Breaking down the 20% uplift attributed to the use of advanced digital technologies, research and international modelling by NZIER estimated “clear and compelling” benefits:

  • Industry output would increase by a range of 0.7% to 1.3%
  • An increase in industry output of between $14.5 billion and $26 billion over 10 years
  • GDP (gross domestic product) would increase by a range of 1.15% to 2.08% per annum

“The key message for New Zealand organisations across the private and public sectors, is that digital transformation is not a matter of choosing ‘if’ but ‘when’ to proceed and that it is a continuous process,” outlined Christina Leung, Principal Economist at NZIER.

“Organisations choosing not to integrate digital technology into their operations will fall behind in their ability to meet their customers’ expectations.”

Tackling productivity with advanced tech

In response to the findings, Spark is rolling out a program of new initiatives designed to improve productivity through advanced technologies.
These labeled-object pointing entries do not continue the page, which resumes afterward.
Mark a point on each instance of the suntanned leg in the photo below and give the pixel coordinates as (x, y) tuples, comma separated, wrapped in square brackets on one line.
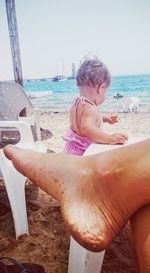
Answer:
[(140, 235), (97, 193)]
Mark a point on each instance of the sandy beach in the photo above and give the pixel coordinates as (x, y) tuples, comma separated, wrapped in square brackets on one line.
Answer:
[(48, 242)]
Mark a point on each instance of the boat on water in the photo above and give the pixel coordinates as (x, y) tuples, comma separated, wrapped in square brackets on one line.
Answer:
[(34, 95), (118, 96), (59, 78)]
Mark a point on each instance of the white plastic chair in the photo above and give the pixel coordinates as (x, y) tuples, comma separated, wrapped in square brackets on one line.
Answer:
[(14, 181), (80, 259), (13, 100)]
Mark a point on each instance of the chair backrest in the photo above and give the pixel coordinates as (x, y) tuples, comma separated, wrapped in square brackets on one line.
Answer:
[(13, 100)]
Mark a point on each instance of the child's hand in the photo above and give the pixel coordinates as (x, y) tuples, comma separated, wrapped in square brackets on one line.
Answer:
[(118, 138), (113, 119)]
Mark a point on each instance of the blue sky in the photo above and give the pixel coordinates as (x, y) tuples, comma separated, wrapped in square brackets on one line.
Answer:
[(60, 32)]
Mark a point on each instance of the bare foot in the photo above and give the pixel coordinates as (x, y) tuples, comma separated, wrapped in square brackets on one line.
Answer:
[(95, 192)]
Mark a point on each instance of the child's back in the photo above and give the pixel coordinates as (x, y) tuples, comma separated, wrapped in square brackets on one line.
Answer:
[(86, 122)]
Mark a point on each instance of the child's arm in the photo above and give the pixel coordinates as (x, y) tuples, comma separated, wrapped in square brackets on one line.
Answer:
[(110, 119), (91, 131)]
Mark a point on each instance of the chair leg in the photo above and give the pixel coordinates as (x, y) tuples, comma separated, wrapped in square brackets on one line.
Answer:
[(82, 260), (15, 186), (37, 123)]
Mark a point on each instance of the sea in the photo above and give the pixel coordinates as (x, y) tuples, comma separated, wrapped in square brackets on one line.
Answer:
[(62, 93)]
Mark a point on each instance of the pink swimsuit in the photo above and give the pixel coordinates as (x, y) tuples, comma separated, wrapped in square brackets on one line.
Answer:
[(76, 144)]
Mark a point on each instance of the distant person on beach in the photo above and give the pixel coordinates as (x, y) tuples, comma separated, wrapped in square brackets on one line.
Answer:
[(86, 123), (97, 193)]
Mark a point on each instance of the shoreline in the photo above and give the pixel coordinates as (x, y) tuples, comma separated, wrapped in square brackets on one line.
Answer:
[(132, 124)]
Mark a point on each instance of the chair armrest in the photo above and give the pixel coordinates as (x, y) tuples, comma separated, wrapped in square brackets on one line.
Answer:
[(26, 137)]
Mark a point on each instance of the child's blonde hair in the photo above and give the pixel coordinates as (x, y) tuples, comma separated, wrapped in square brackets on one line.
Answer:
[(93, 72)]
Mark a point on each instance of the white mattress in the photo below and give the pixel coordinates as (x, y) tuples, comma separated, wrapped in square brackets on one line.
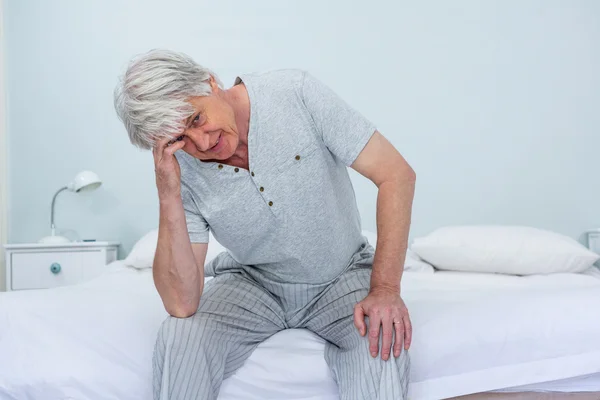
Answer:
[(472, 333)]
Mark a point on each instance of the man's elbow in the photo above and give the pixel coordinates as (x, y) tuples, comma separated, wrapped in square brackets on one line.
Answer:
[(181, 311)]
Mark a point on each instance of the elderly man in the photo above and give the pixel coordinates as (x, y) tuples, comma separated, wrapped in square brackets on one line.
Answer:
[(264, 168)]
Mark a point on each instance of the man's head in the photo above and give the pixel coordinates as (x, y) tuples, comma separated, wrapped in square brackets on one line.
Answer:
[(166, 94)]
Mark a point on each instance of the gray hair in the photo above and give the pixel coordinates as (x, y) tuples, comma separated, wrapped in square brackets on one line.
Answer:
[(151, 96)]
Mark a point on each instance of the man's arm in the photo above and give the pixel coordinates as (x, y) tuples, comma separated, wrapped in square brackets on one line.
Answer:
[(178, 267), (380, 162)]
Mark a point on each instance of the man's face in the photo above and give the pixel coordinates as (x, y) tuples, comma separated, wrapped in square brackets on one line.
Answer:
[(211, 132)]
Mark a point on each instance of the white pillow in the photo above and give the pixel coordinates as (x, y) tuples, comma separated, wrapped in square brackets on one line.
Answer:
[(412, 263), (516, 250), (142, 253)]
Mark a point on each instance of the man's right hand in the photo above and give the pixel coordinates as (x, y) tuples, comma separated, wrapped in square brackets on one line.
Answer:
[(166, 167)]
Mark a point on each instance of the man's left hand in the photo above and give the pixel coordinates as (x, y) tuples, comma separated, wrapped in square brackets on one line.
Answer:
[(385, 308)]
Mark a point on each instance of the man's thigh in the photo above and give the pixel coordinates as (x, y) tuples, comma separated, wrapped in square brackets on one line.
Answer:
[(332, 315)]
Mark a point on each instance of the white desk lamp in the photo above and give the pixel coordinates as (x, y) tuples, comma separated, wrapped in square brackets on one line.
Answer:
[(85, 181)]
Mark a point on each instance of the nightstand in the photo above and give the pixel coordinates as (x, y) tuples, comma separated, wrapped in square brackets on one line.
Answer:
[(40, 266)]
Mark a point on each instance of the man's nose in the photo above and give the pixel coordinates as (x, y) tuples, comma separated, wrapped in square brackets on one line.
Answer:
[(201, 140)]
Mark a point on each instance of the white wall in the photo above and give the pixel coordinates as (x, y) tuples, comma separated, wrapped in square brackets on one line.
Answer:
[(495, 104), (3, 163)]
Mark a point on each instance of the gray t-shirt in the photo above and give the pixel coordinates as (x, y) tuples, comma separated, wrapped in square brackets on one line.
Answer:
[(293, 215)]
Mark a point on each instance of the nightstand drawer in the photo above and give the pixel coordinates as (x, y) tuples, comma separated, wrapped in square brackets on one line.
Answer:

The first three initiatives are:

  1. Measuring progress
  2. Harnessing AI
  3. R&D in an innovation ecosystem

Specific to measuring progress, New Zealand has no robust or sustained way of benchmarking digital adoption or progress – “there is no way of tracking how we’re improving, if at all”.

As a result, Hodson said Spark supports the need for a digital transformation benchmark for New Zealand and recommends this is developed collaboratively between the private and public sectors as part of the next Digital Strategy for Aotearoa.

In the absence of a current benchmark however, NZIER and Spark have developed a spectrum of digital maturity.

Accelerating Aotearoa (Spark and NZIER)

Meanwhile – and according to NZIER findingsgenerative AI (GenAI) currently represents the biggest technology knowledge gap identified by Kiwi business leaders, with 44% lacking enough information to make strategic decisions.

Within that context, Hodson outlined support for the development of an AI Strategy for New Zealand through collaboration across the public, private and community sectors.

Following in the footsteps of Australia – which established an AI Action Plan in 2021 – the framework would support local growth and innovation to position the country as a “creator” of AI, rather than simply a “consumer or net importer”.

In response, Spark has rolled out a dedicated New Zealand AI for Business Mini MBA program in 2024. In collaboration with Section – a business education platform founded by NYU Stern Professor Scott Galloway – 150 sponsored places are available for the country-specific cohort.

From an R&D perspective, New Zealand has been “consistently below” the OECD average, with business expenditure “particularly low”. This means the country’s ability to transform businesses with technology is “under-leveraged”.

To help boost the adoption of advanced digital technologies, Spark has committed $15 million to an Innovation Fund for its business and government customers over the next three years. $12 million is allocated to customers already and an additional $3 million will be available for customers to apply for.

“Our country may be small but it can be mighty and we back our business community to rise to this challenge,” Hodson concluded.